Entre finales de febrero y comienzos de marzo de 1939, escribe Antony Beevor en su libro "La guerra civil española", cerca de medio millón de personas cruzaron la frontera francesa, tras el hundimiento de la República española. No eran los primeros refugiados del conflicto. Antes se habían producido distintas oleadas de refugiados. Otros 15.000 huyeron desde Levante a Túnez. En ambos casos fueron maltratados, abandonados en parajes desérticos y sin instalaciones básicas. Aquellas gentes habían dejado sus pueblos, sus casas, sus familias por miedo a quienes habían ganado la guerra. Hubo otros, privilegiados, que huyeron en barcos a Méjico, Chile, Venezuela o Rusia. Y unos pocos, más privilegiados aún, en aviones. Los periódicos de izquierdas de Francia denunciaron el trato inhumano dado a los refugiados españoles. Los periódicos de derechas presionaron al gobierno para que devolviera a los indeseables españoles. Action Française se preguntaba si Francia se había convertido en el "estercolero del mundo". Los refugiados confiaban en que su situación se solucionaría pronto con la ayuda internacional. También el gobierno había confiado en las potencias internacionales para sostener la República contra los golpistas.

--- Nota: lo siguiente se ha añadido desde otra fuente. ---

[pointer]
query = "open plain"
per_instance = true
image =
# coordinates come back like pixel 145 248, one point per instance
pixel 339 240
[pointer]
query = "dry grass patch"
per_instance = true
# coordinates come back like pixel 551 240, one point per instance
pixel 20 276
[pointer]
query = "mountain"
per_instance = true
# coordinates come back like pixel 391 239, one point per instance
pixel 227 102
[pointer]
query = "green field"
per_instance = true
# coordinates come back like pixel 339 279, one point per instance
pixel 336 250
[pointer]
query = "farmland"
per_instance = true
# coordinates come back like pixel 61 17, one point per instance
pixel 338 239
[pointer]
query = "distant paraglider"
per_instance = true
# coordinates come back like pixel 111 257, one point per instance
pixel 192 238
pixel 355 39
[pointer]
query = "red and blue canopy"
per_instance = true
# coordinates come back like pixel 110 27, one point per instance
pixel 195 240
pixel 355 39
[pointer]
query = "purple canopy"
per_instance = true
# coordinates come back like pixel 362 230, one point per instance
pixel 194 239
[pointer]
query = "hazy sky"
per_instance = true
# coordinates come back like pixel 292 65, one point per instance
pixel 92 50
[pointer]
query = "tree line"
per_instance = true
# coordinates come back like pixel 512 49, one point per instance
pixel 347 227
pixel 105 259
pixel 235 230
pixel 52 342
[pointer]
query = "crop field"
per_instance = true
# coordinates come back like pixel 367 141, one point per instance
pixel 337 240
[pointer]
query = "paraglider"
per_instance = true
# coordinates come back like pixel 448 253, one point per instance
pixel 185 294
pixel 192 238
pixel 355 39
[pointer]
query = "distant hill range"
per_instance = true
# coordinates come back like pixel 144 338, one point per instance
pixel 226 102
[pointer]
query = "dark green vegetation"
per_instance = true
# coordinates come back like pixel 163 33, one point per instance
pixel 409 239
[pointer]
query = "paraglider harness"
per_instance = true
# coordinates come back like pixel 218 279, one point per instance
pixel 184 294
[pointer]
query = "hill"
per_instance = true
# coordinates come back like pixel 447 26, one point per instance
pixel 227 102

En ningún caso se produjo la ayuda internacional. Muchos de quienes colaboraron en la Transición democrática española nacieron por aquellos años, escuchando estas historias.
En la ayuda internacional confían quienes se agolpan en el aeropuerto de Kabul o en otras fronteras no tan mediáticas (Pakistán, Irán), huyendo de los talibanes en Afganistán. Los cálculos son de medio millón de personas. Otros se esconden a la espera de esa ayuda externa que probablemente no llegará. En España quienes no pudieron o quisieron huir fueron encarcelados o terminaron asesinados. Algo similar ocurrirá en Afganistán. Las noches serán un sinvivir. Es desgarrador leer cómo las mujeres gritan que no las pueden abandonar las naciones mientras las fuerzas internacionales salen del país atropelladamente. Hace tiempo, tal vez siglos, que la solidaridad internacional no deja de ser una declaración retórica. Si existió una guerra moderna romántica, esa fue la de España y no sirvió para provocar la ayuda internacional. "A partir de ahora, esto es cosas de ustedes, los españoles", dijo un general ruso cuando abandonaba España. Se parece a lo que han dicho los norteamericanos a los afganos. Por eso, cuando España ha apostado por la solidaridad internacional – Úrsula von der Leyen ha dicho que España es un ejemplo del alma de Europa – debemos sentirnos satisfechos por lo que se está haciendo y doloridos, muy doloridos, por cuanto no se hará. Los países crecen con comportamientos ejemplares en momentos trágicos. Lo inicuamente incomprensible es que se abandonara al pueblo sirio ante un dictador hereditario y los equilibrios sicopáticos de algunas potencias internacionales.
Los afganos llegarán a lugares extraños, con idiomas que no conocen y costumbres que ignoran. En la Grecia clásica se prefería la muerte a la amargura del exilio. Tendrán que aprender a vivir en lugares nuevos. Y piensas: no lo van a tener fácil. Cuando pasen las sorpresas del momento, en la esquina les espera la realidad cruda. Experimentarán los desgarros sociales, emocionales y personales del extranjero. Como los exiliados de todos los lugares odiarán a su país, pero no dejarán de pensar y hablar de él. Se apoderará de ellos una melancolía pegajosa de la que no se desprenderán aunque se empeñen. Imposible prescindir de las bases emocionales con las que crecieron. Evocarán las maneras en que han sido traicionados y vendidos; enumerarán la corrupción de los bandos y se lamentarán por sus errores en su lugar de origen. Y si alguna vez vuelven a su país, sí es que vuelven, tras años de no pertenecer a ninguna parte, descubrirán un territorio que ni conocen ni les reconoce. Todo esto ya lo vivieron los exiliados españoles.